If a student chooses to pursue a career, they need to make more of an effort outside of just learning the skills and knowledge needed. A student must further learn how to play the role, to a degree that others in that career will be able to recognize it. On the other hand, a student can obtain the needed knowledge of the career without being able to perform the role of their career to a degree where others in the career recognize the student as  well-developed in the career. An example of this would be a lawyer preparing for court. The lawyer may know all of the laws and arguments to be brought up in court, but not know how to present their arguments to the judge and jury because they don’t know, or fully know, how to speak like, act like, and be a lawyer to a degree where they are able to win a case. In order for a student to prosper in their chosen career, they need to study the patterns, action, values, beliefs, and attributes of the career that characterize their chosen career.

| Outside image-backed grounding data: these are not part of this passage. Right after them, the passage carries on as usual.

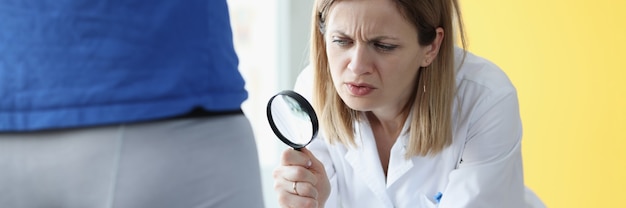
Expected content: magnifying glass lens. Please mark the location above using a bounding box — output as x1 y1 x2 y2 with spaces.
266 90 318 150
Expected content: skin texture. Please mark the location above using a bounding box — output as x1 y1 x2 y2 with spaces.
273 0 444 207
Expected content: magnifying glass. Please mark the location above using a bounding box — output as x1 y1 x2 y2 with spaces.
266 90 319 150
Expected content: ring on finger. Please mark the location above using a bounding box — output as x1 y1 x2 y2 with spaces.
293 181 299 195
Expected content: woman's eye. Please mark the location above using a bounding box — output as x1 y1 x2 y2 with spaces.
374 42 397 52
332 38 351 46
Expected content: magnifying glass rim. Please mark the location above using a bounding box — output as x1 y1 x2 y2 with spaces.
266 90 319 150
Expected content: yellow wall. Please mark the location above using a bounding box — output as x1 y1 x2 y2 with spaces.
461 0 626 207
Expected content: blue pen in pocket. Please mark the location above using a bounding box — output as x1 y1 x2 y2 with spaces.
434 192 443 204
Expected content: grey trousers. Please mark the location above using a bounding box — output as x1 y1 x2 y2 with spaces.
0 115 264 208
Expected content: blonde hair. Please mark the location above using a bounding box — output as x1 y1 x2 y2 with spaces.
311 0 467 157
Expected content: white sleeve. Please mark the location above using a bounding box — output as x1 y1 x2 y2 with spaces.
439 89 541 208
294 65 314 100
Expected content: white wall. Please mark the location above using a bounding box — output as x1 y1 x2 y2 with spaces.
228 1 314 207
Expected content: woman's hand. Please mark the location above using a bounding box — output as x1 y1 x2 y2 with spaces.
273 148 331 208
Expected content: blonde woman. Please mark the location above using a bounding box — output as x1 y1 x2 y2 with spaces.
273 0 545 207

These combinations of traits, according to linguist James Paul Gee in his work Literacy, Discourse, and Linguistics, can be called and characterized as Discourses (7). According to Gee, Discourses are the “saying-doing-being-valuing-believing combinations” of a person’s identity (6). Gee describes Discourses as “a sort of identity kit” (7), they have a specific behavior or style to each that makes it easy to spot who or what they are. For example, a waiter would be easy to spot because they typically have a set uniform and behavior they have to follow.

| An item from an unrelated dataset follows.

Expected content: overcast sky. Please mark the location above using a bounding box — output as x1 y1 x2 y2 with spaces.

Along with Gee’s explanation of what a Discourse is, he also explains how someone might obtain one.

Apprentices working to get into the lawyer Discourse are likely to fall off their path of becoming a lawyer, forgetting why they wanted to be a lawyer in the first place, or deal with hard criticisms from peers or anyone else. According to Gee, one strategy for maintaining a Discourse would be to surround yourself around others in the same Discourse for help. I explore these challenges and scenarios in Letter to a Law Student Interested in Social Justice by William P. Quigley. The source, Letter to a Law Student Interested in Social Justice, is a letter written from a social justice lawyer to a student committing to becoming a social justice lawyer. The letter addresses the challenges the student will face with staying on their chosen career path, and not following the mainstream route. As a result, I argue that the best strategies for sticking to chosen Discourse are “enculturation into social practices” (7), because they help a student with mastering their chosen Discourse. This is important for social justice lawyers to know because it’s easy for them to get lose themselves in the process of becoming a social justice lawyer.

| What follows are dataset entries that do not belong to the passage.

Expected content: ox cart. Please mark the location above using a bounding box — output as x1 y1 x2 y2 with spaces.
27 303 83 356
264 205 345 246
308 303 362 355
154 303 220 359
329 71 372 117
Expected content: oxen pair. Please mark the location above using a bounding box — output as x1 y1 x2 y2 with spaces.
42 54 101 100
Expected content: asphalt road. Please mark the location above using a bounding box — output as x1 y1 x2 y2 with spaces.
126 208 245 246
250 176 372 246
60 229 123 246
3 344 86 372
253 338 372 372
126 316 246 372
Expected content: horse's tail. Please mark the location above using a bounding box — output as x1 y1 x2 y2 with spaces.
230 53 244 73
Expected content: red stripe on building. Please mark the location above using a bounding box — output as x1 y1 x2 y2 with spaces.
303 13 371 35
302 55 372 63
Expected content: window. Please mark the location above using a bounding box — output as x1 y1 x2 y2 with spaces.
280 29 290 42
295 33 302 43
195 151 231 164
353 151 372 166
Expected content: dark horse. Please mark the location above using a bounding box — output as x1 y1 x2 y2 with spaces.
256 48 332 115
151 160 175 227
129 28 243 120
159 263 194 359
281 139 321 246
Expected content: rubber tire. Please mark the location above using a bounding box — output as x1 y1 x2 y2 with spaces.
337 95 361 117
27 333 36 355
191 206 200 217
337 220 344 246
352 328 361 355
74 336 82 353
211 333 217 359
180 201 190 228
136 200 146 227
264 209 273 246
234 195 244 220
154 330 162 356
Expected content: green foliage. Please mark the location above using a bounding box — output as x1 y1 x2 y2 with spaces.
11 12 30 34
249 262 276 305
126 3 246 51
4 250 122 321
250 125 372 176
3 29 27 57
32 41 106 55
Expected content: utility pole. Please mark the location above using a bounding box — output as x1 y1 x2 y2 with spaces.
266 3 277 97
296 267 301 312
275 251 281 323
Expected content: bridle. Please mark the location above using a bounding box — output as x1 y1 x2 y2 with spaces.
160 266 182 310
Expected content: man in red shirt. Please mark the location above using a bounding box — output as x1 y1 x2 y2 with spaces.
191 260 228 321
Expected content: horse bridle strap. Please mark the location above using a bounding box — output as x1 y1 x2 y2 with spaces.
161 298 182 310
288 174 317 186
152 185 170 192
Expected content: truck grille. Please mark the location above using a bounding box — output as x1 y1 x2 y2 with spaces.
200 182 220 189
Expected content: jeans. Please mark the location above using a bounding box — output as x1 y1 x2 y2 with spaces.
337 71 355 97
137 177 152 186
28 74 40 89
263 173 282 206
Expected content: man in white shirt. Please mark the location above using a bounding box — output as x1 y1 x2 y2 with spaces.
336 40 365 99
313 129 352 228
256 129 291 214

James Paul Gee argues that Discourses are “ways of being in the world” (6), like an “identity kit” (7), which can be seen in a person’s reason behind choosing their Discourse. A person’s values can push them to choose a Discourse where what they value can be used as their identity. In this case, a social justice lawyer who might value helping people will have the identity of helping people because their Discourse as a social justice lawyer is to help people. So when Quigley writes to the student, he quotes an anonymous source that says “The first thing I lost in law school was the reason that I came” (9), the first thing a social justice lawyer loses in school is what they valued in the first place. Everyone who chooses to go to law school follows the same path as those before them. Their path is nicely laid out for them to make it as a well-paid lawyer, and everyone follows the same path. Lawyers who choose to follow the same path as everyone else have a main interest in money. Quigley states lawyers who are looking to make a lot of money “is a very mainstream, traditional goal and many have gone before to show the way and carefully tend the roads” (10). With students in law school taking two different paths, this ends up creating a sort of tension between the Discourses. On one hand, you have most law students taking the easy path to becoming well-paid lawyers; and on the other hand, you have law students that are choosing a path where what they value plays a major role in their career or Discourse. The tension ends up being that students looking to become social justice lawyers have to remove themselves from those who are looking for money, which is inherently hard to do considering it is a “mainstream, traditional goal” for students to pursue law for money (10).

Gee presents a strategy that social justice students can use in the face of this challenge. Gee explains this possible strategy as an “enculturation into social practices through scaffolded and supported interactions with fluent members of the Discourse” (7). What this means is that a person looking to enter a Discourse has to gradually become apart of that group, that’s the “enculturation into social practices”, with the help and support, “through scaffolded and supported interactions”, from someone who already has that Discourse, “fluent members of the Discourse” (7). A student looking to be a social justice lawyer can use this strategy by surrounding themselves with people who are already social justice lawyers, or with people who are on the same path as them. This will help these students with staying on their path to become a social justice lawyer and not falling off and taking the mainstream path.